Module Jean-Monnet
"Les 'petits' États et l'intégration européenne"

La Norvège et l'Union européenne

9 juin 1997

 

Responsable : Jean-Claude Boyer; professeur à l'IEE

Dans le cadre du module Jean-Monnet "Les 'petits' États et l'intégration européenne", M. Larsen, premier secrétaire à l'ambassade de Norvège à Paris, est venu prononcer une conférence à l'Institut, le 9 juin 1997.

C'est une Norvège en très bonne santé économique qui a été présentée : croissance de 4,8% en 1996, chômage limité à 4%, budget en excédent. Le pétrole et, de plus en plus, le gaz naturel expliquent cette situation privilégiée. Mais ces ressources ne sont pas inépuisables et la Norvège cherche à mettre en oeuvre une vision à long terme de la croissance appuyée sur un "fonds du pétrole" géré par la banque centrale. La France est le 3ème investisseur en Norvège (notamment avec Elf et Total) et son 5ème client. Depuis la fin des essais nucléaires français, les relations sont bonnes entre les deux pays, comme en ont témoigné plusieurs visites officielles.

A deux reprises (1972 et 1994), et à une majorité voisine (52-53%), les électeurs norvégiens ont refusé une adhésion à l'Union européenne qui avait été négociée par leur gouvernement. Les points d'achoppement ont été, pour partie, les mêmes qu'en Suède et en Finlande : peu d'avantages économiques à attendre, des menaces pour les politiques agricole, régionale et de l'environnement, un risque de perte de souveraineté - la Norvège n'est indépendante que depuis 1905 - au profit d'un centre de décision complexe et lointain. Ici la balance a penché vers le refus en raison de l'autonomie que donnaient le pétrole et le gaz naturel mais aussi à cause du poids politique des pêcheurs.
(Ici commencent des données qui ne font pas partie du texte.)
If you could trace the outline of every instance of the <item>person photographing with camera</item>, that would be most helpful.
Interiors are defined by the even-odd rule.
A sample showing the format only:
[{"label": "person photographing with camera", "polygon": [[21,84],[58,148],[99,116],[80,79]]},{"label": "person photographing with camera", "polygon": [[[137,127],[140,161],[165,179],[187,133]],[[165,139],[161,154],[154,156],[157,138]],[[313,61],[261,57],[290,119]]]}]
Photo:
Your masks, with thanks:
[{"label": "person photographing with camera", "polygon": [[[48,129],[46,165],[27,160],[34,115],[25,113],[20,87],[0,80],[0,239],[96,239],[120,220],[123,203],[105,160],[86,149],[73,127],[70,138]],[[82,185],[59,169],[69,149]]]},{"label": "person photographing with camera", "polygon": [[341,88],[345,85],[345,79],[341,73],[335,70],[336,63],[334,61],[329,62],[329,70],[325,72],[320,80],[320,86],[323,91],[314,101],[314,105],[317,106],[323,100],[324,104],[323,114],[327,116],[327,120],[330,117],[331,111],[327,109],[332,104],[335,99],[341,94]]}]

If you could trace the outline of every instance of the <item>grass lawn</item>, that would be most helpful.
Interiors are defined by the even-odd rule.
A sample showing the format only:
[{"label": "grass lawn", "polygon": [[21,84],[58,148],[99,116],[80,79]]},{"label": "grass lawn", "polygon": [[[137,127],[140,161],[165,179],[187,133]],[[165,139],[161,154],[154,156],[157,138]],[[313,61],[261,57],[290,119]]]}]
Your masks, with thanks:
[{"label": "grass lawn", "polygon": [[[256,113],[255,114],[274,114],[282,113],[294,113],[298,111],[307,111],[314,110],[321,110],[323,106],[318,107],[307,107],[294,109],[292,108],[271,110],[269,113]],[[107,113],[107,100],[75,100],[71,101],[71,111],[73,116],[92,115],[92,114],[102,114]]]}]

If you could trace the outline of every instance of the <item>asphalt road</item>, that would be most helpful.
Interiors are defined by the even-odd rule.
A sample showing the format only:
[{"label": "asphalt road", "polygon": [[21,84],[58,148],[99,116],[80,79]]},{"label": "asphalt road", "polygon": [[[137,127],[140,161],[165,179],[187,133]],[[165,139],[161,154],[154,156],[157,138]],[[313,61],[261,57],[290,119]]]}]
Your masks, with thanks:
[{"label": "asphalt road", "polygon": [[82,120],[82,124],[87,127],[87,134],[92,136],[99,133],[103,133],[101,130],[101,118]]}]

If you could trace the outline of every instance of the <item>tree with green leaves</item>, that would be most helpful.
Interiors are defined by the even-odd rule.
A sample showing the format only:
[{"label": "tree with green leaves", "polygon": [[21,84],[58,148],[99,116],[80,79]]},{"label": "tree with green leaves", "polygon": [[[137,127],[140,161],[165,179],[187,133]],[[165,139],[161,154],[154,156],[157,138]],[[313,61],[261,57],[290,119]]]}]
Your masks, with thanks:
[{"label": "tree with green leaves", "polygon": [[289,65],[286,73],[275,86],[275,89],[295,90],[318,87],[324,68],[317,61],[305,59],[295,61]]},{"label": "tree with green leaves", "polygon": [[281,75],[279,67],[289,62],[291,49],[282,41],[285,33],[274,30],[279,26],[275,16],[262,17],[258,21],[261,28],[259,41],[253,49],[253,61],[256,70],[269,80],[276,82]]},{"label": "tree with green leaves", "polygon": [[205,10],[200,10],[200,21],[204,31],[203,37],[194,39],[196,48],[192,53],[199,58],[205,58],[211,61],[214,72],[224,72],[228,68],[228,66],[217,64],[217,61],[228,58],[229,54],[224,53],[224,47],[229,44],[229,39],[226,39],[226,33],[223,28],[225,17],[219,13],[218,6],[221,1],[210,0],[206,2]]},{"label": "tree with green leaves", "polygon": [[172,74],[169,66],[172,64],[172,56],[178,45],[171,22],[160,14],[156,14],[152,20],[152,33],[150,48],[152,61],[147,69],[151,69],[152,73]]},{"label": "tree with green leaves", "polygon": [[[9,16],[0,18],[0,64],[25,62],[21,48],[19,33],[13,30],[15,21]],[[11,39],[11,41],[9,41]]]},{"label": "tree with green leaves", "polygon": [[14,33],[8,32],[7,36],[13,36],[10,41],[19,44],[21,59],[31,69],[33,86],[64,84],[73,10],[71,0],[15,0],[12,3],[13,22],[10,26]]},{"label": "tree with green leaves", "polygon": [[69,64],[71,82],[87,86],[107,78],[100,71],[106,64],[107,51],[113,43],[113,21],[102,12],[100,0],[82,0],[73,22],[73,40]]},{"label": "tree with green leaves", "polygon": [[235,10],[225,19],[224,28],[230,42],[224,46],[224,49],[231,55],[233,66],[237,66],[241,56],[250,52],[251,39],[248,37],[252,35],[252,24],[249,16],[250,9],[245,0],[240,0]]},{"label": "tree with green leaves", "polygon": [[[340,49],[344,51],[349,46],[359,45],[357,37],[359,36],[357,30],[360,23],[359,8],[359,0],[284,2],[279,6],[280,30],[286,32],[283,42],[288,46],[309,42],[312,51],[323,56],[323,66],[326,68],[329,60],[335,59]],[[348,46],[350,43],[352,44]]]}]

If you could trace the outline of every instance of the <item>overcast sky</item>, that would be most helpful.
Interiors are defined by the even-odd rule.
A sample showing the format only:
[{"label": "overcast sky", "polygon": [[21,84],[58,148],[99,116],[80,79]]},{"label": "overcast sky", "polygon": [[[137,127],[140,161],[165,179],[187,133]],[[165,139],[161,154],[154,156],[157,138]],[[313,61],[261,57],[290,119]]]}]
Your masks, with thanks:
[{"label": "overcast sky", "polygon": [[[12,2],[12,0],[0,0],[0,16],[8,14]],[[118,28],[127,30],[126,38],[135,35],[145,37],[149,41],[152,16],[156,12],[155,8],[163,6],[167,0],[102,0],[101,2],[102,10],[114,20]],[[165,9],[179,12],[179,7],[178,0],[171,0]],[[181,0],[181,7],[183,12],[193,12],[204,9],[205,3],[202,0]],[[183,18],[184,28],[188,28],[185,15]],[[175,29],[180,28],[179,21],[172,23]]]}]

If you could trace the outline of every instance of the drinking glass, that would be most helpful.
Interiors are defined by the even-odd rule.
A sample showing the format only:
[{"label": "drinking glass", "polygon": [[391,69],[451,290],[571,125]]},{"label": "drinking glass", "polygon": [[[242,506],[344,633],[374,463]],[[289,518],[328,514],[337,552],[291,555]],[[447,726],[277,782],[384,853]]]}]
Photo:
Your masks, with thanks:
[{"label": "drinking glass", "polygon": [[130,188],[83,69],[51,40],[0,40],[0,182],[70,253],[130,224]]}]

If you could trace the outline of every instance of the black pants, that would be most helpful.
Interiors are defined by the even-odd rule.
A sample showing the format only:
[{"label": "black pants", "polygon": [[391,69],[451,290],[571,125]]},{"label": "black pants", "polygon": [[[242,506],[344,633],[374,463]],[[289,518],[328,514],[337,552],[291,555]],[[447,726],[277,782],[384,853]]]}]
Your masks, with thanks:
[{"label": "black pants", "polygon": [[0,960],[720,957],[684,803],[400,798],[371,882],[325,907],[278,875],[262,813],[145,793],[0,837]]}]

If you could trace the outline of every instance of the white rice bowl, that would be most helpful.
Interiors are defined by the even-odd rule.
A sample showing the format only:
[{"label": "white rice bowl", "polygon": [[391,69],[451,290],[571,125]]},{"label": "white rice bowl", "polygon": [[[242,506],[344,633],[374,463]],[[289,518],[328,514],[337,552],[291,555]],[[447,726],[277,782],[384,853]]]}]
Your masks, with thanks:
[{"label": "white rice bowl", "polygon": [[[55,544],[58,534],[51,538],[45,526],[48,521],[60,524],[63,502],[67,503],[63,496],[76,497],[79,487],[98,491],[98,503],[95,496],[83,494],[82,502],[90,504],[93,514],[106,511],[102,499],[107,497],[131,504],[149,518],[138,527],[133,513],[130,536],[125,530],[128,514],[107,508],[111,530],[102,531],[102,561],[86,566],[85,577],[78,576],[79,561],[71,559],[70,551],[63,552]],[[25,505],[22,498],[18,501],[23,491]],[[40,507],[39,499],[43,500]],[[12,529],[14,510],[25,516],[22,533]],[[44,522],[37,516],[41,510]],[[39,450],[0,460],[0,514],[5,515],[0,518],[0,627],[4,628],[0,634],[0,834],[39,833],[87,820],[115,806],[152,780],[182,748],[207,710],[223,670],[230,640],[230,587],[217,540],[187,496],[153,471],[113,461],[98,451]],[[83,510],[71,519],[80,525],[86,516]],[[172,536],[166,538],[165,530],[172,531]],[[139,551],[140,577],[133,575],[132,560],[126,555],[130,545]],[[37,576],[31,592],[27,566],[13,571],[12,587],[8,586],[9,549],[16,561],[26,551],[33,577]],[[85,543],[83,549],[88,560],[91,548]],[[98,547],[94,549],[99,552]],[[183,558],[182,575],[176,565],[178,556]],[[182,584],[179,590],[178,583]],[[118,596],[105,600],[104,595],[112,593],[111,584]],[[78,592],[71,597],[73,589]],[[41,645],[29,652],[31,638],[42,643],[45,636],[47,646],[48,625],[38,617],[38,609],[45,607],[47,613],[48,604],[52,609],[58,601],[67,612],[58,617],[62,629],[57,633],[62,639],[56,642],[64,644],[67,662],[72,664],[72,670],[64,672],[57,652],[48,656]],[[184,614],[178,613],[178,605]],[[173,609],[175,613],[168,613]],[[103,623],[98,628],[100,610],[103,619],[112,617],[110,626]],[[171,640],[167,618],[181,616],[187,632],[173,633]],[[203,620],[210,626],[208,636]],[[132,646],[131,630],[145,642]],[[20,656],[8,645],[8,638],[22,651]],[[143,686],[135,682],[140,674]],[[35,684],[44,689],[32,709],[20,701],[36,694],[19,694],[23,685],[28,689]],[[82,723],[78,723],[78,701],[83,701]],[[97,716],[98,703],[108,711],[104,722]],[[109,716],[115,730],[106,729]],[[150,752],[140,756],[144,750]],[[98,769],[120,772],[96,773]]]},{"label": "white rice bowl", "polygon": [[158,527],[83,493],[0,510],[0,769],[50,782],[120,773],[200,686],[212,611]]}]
En outre, contrairement à la Finlande, la Norvège, membre fondateur de l'OTAN, n'avait pas besoin d'adhérer à l'Union européenne pour assurer sa sécurité.

Malgré tout, et c'est sans doute le principal enseignement de la conférence, la Norvège entretient des liens très étroits avec l'Union européenne. Elle appartient à l'EEE (Espace économique européen) et donc, à quelques exceptions près (produits agricoles notamment), au marché unique. Elle est membre associé de l'Union de l'Europe occidentale. Elle vient d'adhérer à l'espace Schengen, afin de maintenir la libre circulation des personnes qui avait été instaurée avec la Suède. Qu'apporterait de plus une adhésion ? Essentiellement la possibilité de peser sur des décisions politiques qui affectent nécessairement la Norvège (cf. la mise en place de la monnaie unique), du fait de sa situation en Europe et des relations commerciales et culturelles privilégiées qu'elle entretient avec certains pays de l'Union européenne. Il est cependant peu probable qu'une nouvelle demande d'adhésion intervienne à bref délai ; de toute façon, la prochaine fois, le gouvernement sollicitera sans doute des électeurs l'autorisation d'engager des négociations !

Grâce au pétrole et au gaz naturel, la Norvège pouvait se permettre de dire "non". Mais son imbrication croissante dans le système européen posera sans doute à nouveau un jour la question d'une adhésion formelle à l'Union européenne.